Lazy artifact without unpacking (non-tarball) #2764

jonas-schulze · 2021-10-12T18:03:53Z

I would like to "deliver" some mat data set that I need during package testing as an artifact. The data set happened to be hosted already, though as is and not as a tar.gz. IIRC .mat support compression on their own, so wrapping them in a tar.gz feels odd.

How do I declare a lazy artifact (containing only a single file) that doesn't need to be unpacked?

If that's not possible (yet), I would like to propose to add a new keyword unpack (default: true which matches the current behavior) to the Artifacts.toml.

Somewhat related:

Document automatic unpacking of artifacts #1467 (suggested to me that unpacking does not always happen)
better API for generating artifact from tarball URL #1950 (would need the keyword as well)
https://discourse.julialang.org/t/creating-artifacts-toml-for-existing-tarball/33365

The text was updated successfully, but these errors were encountered:

DilumAluthge · 2021-10-13T02:36:07Z

The DataDeps.jl package (https://github.com/oxinabox/DataDeps.jl) might be a good solution for your use case.

KristofferC · 2021-10-13T09:51:48Z

In theory we could look at the magic bytes to see if it is a gzipped file, otherwise, assume it is uncompressed..?

StefanKarpinski · 2021-10-13T13:43:55Z

Another layer of compression shouldn't really hurt though, and you can use gzip -1 to minimize the effort.

jonas-schulze · 2021-10-13T13:50:32Z

Ref oxinabox/DataDeps.jl#113

KristofferC · 2021-10-13T14:01:27Z

Another layer of compression shouldn't really hurt though

But then you need to rehost the files.

simonbyrne · 2023-06-03T18:55:49Z

Agreed, there are many dataset hosting providers which expect you to upload the file directly, rather than uploading a tarball wrapping a file.

StefanKarpinski · 2023-06-06T16:10:17Z

If we allow artifacts to be arbitrary container and non-container formats with arbitrary compression schemes, there's really a never-ending stream of features that would have to be added, which is not something I think it's acceptable to do with a feature like artifacts that's built into the package manager.

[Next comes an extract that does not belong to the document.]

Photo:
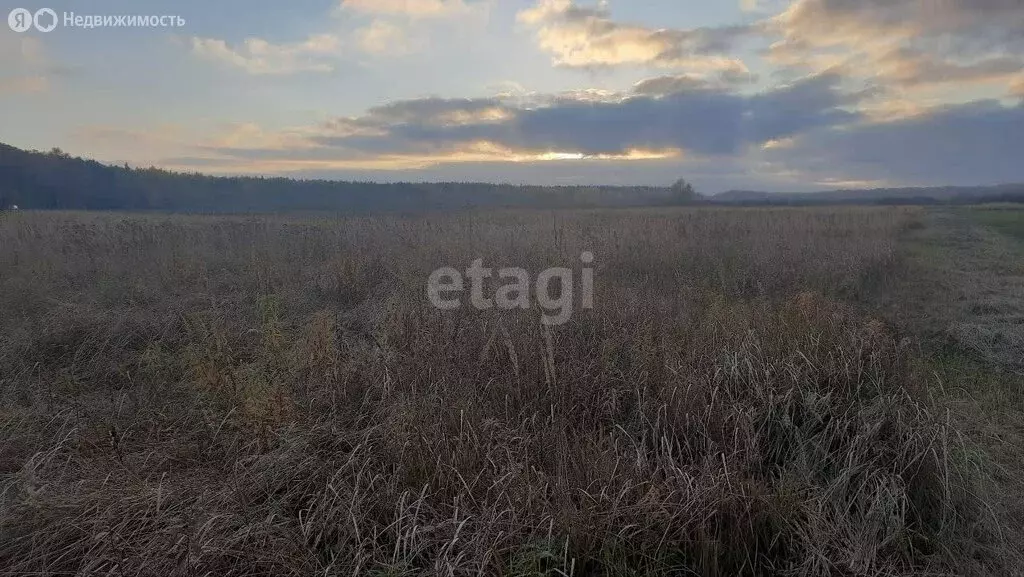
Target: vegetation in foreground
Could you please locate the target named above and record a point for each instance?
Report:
(245, 396)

Consider something apparently simple like allowing artifacts to be just a single file. This seems straightfoward enough: you just use the git blob hash of the file as its content address and put the file at the the artifact path instead of an extracted artifact directory like we do currently. So the path to this file will be something like ~/.julia/artifacts/a01fab9ad601903eaa0290a41c6a796525313337. However, many use cases of files require that the file name have a correct extension and a reasonable file name like data.mat. The current answer to that is genuinely simple if not always convenient: the artifact is a directory containing the single file data.mat. If we're trying to support an artifact being a single file with this extension/file name requirement, we'd need to start adding features: in this case an option to say that the actual path to the artifact is inside the usual top-level location at ~/.julia/artifacts/a01fab9ad601903eaa0290a41c6a796525313337/data.mat. But then the artifact isn't actually content-addressed anymore: you need to know the content hash and the path inside of the directory, and if two different artifact files referenced the same content address with a different hash, then they could extract the data to a different location. So even something simple like "let an artifact be a single file" leads to a whole can of worms. The simplest option is just to require it to be a directory, which is what we've done.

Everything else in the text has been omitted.